Khan Shaheed himself planned to join the resistance force to defend King Amanullah Khan. The British were trying to overthrow the King because he won the third Anglo-Afghan war and liberated Afghanistan in 1919.
Being a nationalist political leader, Khan Shaheed he spent 33 out of 66 years in prison. First he was imprisoned by the British and after 1947 by the Pakistani military establishment.
Khan Shaheed decoded philosophies, politics, religion, social sciences in modern and scientific ways. He did not give space to sectarian, religious, racial and ethnicity based extremism. He was against oppression and exploitation of any individual, class, nation, religion and sect over the others. He inspired Pashtun Afghans to follow his philosophy of peaceful politics.
He never hated someone on the basis of sect, religion, language. He was clear headed to struggle with a “humanist—not just humanitarian, approach of liberty”.
When Khan Shaheed’s tribesmen once abducted a British Army Major and his wife, he was furious. He immediately asked that the prisoners be released. Khan Shaheed said that the Pashtunwali code did not allow female captives. He was always a man of principal, no matter how hard the struggle.
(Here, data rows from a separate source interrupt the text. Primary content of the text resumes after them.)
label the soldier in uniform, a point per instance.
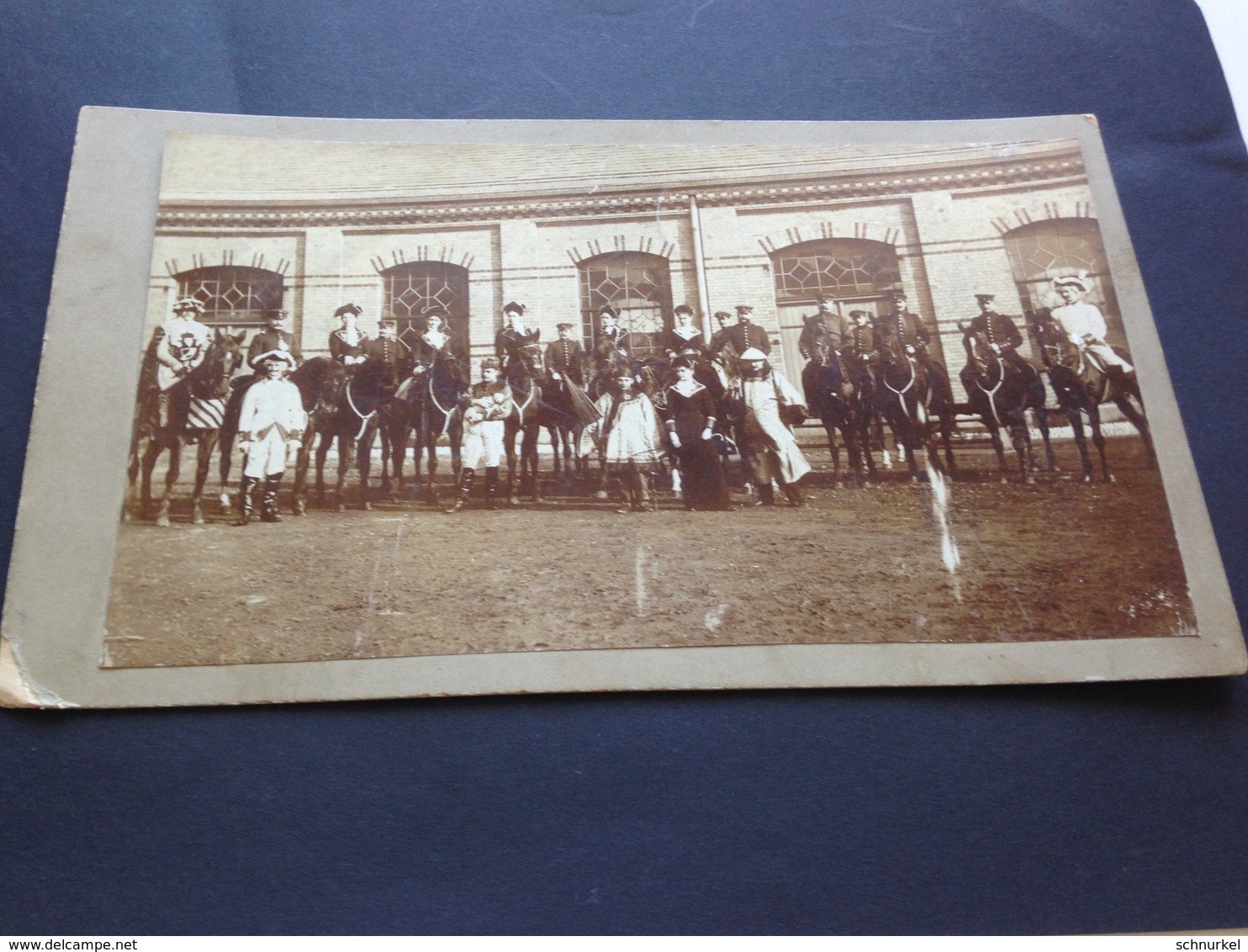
(487, 405)
(270, 425)
(997, 333)
(742, 336)
(567, 357)
(899, 330)
(273, 337)
(515, 337)
(683, 336)
(820, 343)
(1085, 325)
(347, 343)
Once Khan Shaheed visited Jacobabad for business reasons. He saw that Hindus were eating their meal separately from Muslims. He asked why they had separated their drinking pots, eating table and dishes and then convinced them to eat with him irrespective of religious beliefs.
Khan Shaheed’s meeting with Gandhiji concluded in a logical debate that inspired the Congress Leader. Khan Shaheed asked Gandhiji to write about the issues of the people in British Balochistan — the Bolan Pass, Quetta, Pishin, Chaman, Thal. These were invaded by the British and cut off through Gandamak. Gandhiji vowed these will be presented in his meeting with the British officials in Britain. Gandhiji saw spark in Khan Shaheed’s voice, logic and political vision.
Khan Shaheed’s political school of thought is “peaceful political” resistance. He believed in secular Pashtun Afghan culture. He believed in peace, democracy, social justice and liberty, and he took inspiration from Zoroastrianism, Buddhism and Islam. He was assassinated by a hand bombs on December, 2nd, 1973 to silence his political ideology. His thoughts, however, mushroomed and millions were inspired by his life.